Improving quality even in the hardest of times
When the pandemic hit, Shevaun Mullender, Head of clinical quality improvement, considered returning to her earlier role as a critical care nurse. But her quality improvement skills became essential for implementing the innovations the trust urgently needed.
Quality improvement is my main focus – especially improving patient flow. When Covid hit, I found myself sitting in the office thinking ‘Are quality improvement changes what we need most, when the whole world's going into meltdown?’ I wondered if, instead of managing improvements, I should put my scrubs on and return to being a Band 5 nurse.
I went to our medical and nursing directors and said: ‘I have a background in critical care and I'm ready to get stuck in!’ They suggested we try applying my QI skills to overseeing the unprecedented number of changes the ICU was about to experience.
Setting up our systems
The first stage involved making sure we had the right staff and space, and then upskilling the workforce. There was clearly going to be a lot of demand for intensive care, so all the elective care stopped. We set up pop-up training stations to upskill all the theatre workforce, and anyone else who was coming to help us from other departments.
I applied quality improvement skills to measure baselines and implement small cycles of change (Plan, Do, Study, Act).
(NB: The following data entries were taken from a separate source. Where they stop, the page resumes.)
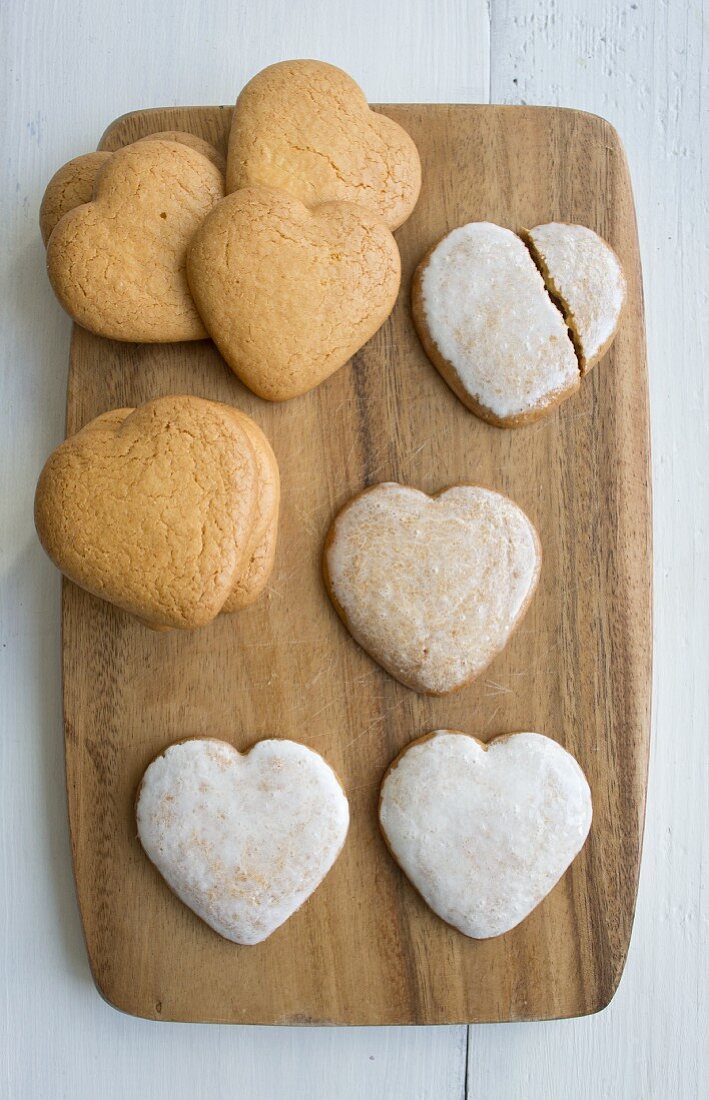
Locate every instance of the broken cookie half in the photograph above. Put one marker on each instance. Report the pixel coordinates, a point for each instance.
(512, 322)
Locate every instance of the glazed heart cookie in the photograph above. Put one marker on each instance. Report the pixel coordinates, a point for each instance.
(306, 128)
(243, 839)
(432, 587)
(498, 331)
(117, 264)
(584, 275)
(159, 509)
(288, 294)
(484, 832)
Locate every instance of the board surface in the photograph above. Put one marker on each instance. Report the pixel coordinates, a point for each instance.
(365, 949)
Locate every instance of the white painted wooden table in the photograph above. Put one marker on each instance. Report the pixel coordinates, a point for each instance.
(67, 68)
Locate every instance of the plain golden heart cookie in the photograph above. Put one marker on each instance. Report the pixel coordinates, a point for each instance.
(490, 315)
(153, 508)
(253, 578)
(431, 587)
(243, 839)
(73, 184)
(484, 832)
(306, 128)
(288, 294)
(194, 142)
(70, 186)
(117, 264)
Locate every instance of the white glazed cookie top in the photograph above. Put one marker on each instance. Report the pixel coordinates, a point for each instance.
(586, 274)
(487, 311)
(484, 835)
(242, 839)
(432, 586)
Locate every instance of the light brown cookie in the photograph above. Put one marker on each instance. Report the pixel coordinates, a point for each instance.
(253, 578)
(117, 264)
(288, 294)
(194, 142)
(431, 587)
(305, 127)
(70, 186)
(584, 275)
(154, 508)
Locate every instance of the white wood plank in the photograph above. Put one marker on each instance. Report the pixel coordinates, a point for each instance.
(643, 66)
(66, 69)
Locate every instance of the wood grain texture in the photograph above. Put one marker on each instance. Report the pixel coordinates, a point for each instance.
(365, 949)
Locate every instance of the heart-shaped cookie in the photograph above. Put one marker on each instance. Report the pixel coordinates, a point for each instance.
(154, 508)
(306, 128)
(584, 275)
(288, 294)
(484, 832)
(432, 587)
(73, 184)
(243, 839)
(511, 322)
(488, 325)
(117, 264)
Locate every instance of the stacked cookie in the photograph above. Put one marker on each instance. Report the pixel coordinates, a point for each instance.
(290, 274)
(168, 510)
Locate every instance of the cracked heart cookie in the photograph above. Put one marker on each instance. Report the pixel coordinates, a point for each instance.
(288, 294)
(242, 838)
(306, 128)
(168, 510)
(584, 275)
(490, 322)
(431, 587)
(484, 832)
(117, 264)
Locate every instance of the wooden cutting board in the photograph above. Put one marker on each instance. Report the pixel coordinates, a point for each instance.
(365, 949)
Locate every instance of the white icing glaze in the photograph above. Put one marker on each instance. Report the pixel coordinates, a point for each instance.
(587, 276)
(242, 839)
(484, 835)
(487, 311)
(432, 586)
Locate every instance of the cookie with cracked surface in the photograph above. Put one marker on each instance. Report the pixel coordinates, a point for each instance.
(242, 838)
(154, 509)
(484, 832)
(431, 587)
(305, 127)
(117, 264)
(488, 325)
(289, 294)
(584, 275)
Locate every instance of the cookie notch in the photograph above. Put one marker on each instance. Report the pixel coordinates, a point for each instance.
(567, 957)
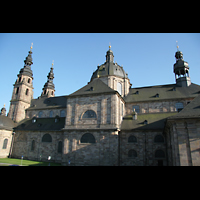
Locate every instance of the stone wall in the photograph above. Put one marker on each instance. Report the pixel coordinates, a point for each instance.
(145, 148)
(103, 152)
(23, 143)
(45, 112)
(183, 138)
(5, 134)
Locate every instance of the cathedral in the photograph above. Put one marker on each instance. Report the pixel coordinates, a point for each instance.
(106, 122)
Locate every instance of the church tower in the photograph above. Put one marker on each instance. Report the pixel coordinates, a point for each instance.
(49, 88)
(181, 70)
(113, 75)
(22, 91)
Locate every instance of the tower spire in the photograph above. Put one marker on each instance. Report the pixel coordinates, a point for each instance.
(181, 69)
(49, 88)
(177, 46)
(22, 91)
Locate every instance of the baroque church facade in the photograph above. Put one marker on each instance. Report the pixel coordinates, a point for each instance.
(105, 123)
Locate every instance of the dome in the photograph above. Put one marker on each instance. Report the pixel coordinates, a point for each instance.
(6, 123)
(109, 68)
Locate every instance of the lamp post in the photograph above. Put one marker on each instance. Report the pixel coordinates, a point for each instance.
(49, 158)
(40, 158)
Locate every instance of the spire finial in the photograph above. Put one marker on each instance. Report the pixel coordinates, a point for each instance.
(31, 46)
(177, 46)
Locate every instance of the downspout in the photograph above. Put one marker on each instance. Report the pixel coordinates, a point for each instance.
(11, 148)
(119, 135)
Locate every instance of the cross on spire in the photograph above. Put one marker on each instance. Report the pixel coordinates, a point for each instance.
(31, 45)
(177, 46)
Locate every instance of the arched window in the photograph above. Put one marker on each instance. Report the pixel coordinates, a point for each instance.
(132, 153)
(20, 78)
(119, 88)
(33, 145)
(159, 154)
(57, 119)
(137, 108)
(132, 139)
(34, 120)
(47, 138)
(27, 90)
(89, 114)
(60, 147)
(159, 139)
(179, 106)
(87, 138)
(5, 142)
(17, 90)
(51, 113)
(62, 113)
(40, 114)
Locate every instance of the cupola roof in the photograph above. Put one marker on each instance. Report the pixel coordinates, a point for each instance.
(109, 68)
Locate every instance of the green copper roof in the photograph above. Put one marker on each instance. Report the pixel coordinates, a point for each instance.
(154, 121)
(162, 92)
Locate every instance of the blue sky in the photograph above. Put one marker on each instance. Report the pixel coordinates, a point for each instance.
(148, 58)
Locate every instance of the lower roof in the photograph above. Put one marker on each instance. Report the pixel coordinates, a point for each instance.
(155, 121)
(165, 92)
(41, 124)
(192, 110)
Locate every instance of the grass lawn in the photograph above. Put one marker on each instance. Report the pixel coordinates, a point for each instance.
(7, 161)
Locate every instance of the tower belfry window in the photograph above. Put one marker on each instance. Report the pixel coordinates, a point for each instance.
(27, 90)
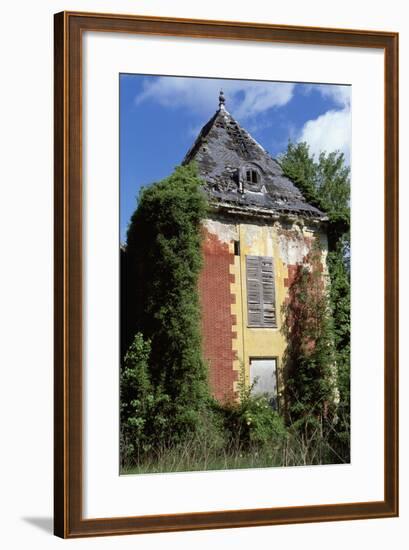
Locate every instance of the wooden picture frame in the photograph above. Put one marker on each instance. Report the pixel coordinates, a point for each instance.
(68, 262)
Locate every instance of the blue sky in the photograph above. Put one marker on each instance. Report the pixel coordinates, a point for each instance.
(160, 117)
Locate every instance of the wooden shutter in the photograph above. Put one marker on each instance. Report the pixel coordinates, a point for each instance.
(260, 292)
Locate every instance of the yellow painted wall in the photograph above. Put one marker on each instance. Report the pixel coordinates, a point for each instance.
(285, 246)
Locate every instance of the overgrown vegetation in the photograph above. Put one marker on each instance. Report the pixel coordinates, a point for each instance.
(326, 184)
(163, 264)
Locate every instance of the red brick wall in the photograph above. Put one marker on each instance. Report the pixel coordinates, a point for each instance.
(217, 320)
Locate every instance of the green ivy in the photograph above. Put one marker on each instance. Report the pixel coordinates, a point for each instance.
(164, 260)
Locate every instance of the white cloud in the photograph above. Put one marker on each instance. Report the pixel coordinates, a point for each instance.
(329, 132)
(245, 99)
(340, 94)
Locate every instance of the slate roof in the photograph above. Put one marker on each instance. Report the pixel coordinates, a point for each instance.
(223, 150)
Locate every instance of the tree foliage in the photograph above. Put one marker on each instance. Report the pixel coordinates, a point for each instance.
(310, 354)
(325, 183)
(163, 264)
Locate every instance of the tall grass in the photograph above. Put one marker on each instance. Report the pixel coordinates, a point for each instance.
(197, 454)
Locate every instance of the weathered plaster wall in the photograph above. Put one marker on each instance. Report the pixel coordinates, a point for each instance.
(287, 243)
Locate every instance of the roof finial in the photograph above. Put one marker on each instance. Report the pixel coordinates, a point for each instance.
(222, 100)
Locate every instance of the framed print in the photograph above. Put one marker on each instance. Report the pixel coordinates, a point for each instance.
(226, 274)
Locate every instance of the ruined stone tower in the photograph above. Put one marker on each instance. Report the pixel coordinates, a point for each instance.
(258, 231)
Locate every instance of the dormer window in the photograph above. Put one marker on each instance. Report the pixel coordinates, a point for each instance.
(250, 178)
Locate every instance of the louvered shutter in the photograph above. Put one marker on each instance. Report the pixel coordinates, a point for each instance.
(267, 279)
(260, 291)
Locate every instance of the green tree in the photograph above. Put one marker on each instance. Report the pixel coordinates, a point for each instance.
(310, 354)
(164, 260)
(326, 184)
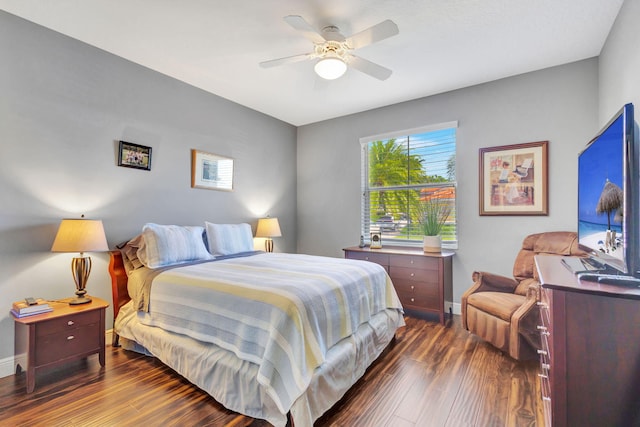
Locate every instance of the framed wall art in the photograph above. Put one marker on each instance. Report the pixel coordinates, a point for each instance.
(514, 179)
(211, 171)
(132, 155)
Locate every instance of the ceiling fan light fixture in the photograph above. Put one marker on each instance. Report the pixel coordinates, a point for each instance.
(330, 68)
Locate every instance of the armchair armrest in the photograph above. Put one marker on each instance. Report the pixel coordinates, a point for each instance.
(490, 282)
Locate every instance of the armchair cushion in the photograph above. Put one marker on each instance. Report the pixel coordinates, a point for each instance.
(500, 304)
(503, 310)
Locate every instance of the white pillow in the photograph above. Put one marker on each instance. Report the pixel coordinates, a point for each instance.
(171, 244)
(229, 239)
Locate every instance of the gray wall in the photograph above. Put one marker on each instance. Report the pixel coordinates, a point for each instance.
(63, 107)
(557, 104)
(620, 64)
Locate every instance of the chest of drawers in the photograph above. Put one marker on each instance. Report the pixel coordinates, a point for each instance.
(590, 349)
(423, 281)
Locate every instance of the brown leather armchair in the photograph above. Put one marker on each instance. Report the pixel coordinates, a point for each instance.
(504, 310)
This helped us effect change incrementally and adjust it depending on results, so we could be really flexible and responsive to what the staff, the patients and the data was telling us. Throughout this period, I gathered insights from colleagues, mapped out project plans, and used driver diagrams and process maps to help the teams understand what we what we wanted to achieve, and how we were going to get there.
We developed different designs showing how the system could look, where we could surge into, where would be safe to work, and how we would access the medical equipment and personal protective equipment (PPE).
Changes to the ICU
One of the major changes to the ICU was in the ratio of staff to patients. In the past, we always had one intensive care nurse for every single patient. During Covid we moved to a model of one intensive care nurse overseeing perhaps three other nurses delivering care to three intensive care patients. The change was made because we had no other option. However, the outcomes were positive. Now, many trusts are reconsidering the way we staff intensive care units, to provide sustainable care for the longer term.
Another change was our pioneering work to transfer patients to ICUs that had more capacity (see Ronan's story). As the surge hit hard in Essex we were unable to move staff, so we opted for transferring patients to the sites that had most capacity. This process was extremely complex and technical, but we became experts at safe transfers. Nevertheless, there was still a huge pressure on beds – both for respiratory and intensive care patients. So, we started to look beyond the walls of our three sites to see what might help.
Virtual Covid wards
This thinking led us to the idea of virtual Covid wards. We knew a lot of ICU patients were stable but needed to wean off oxygen very slowly. We wondered if, for some, this weaning could take place outside of the hospital – still under hospital care, with support services, but in the comfort of their own home.
We already had a Hospital at Home team that helped with wound dressings or long-term antibiotics. So we met with them and the local community services to discuss options and agreed to pilot a jointly run virtual Covid ward.
Early tests produced useful learning. Patients wanted more face-to-face contact than we had planned for the first few days, to build their confidence. They also preferred phone calls to video contact. We kept adjusting things till we got it right.
Between January and March 2021, 146 patients were sent home with oxygen, and a further 48 for monitoring without oxygen, saving an estimated 1,552 bed days. Patients also provided overwhelmingly positive feedback, including:
Nothing to improve on – the staff were lovely and helpful, it was amazing.
Constantly kept in touch, very friendly and helpful.
I felt safe and well cared for under this service.
One surprise was that the patients weaned quicker at home than they would have done in hospital. We think this was because they were more mobile – making themselves cups of tea, for example – and perhaps more relaxed than they would be in hospital. So the scheme offered real benefits to patients, as well as easing pressure on beds, optimising discharge, and reducing clinical teams’ workload.
For me personally, that was one of the proudest moments of my improvement career: we really helped the clinical teams by freeing up precious inpatient beds and providing a safe, home-based option at this awful time, when they were so under pressure.
Changes for the future
Working in a crisis forces you to try new things that you may not try in normal times. Our work on virtual wards and patient transfer paved the way for similar work around the country. Many other changes that we made during the pandemic opened up new opportunities, too: we managed a major reset of our patient flow programme, won investment for different services, and employed lots of new people. All of these will have a sustained impact on how we work.
Now, we’re formalising our improvement work across our three sites. This includes engaging more of our colleagues in delivering changes – something people always find inspiring. This focus shows that we're a learning organisation, which in turn will help us meet our next challenge: retaining staff.
Going back to my initial uncertainty about whether quality improvement would make a real difference during Covid, I now know that the answer was ‘Yes.’ By systematically measuring changes and looking at outcomes, I helped colleagues see the benefits of their work and made sure we were pointing all our efforts in the right direction. It was a privilege to be part of.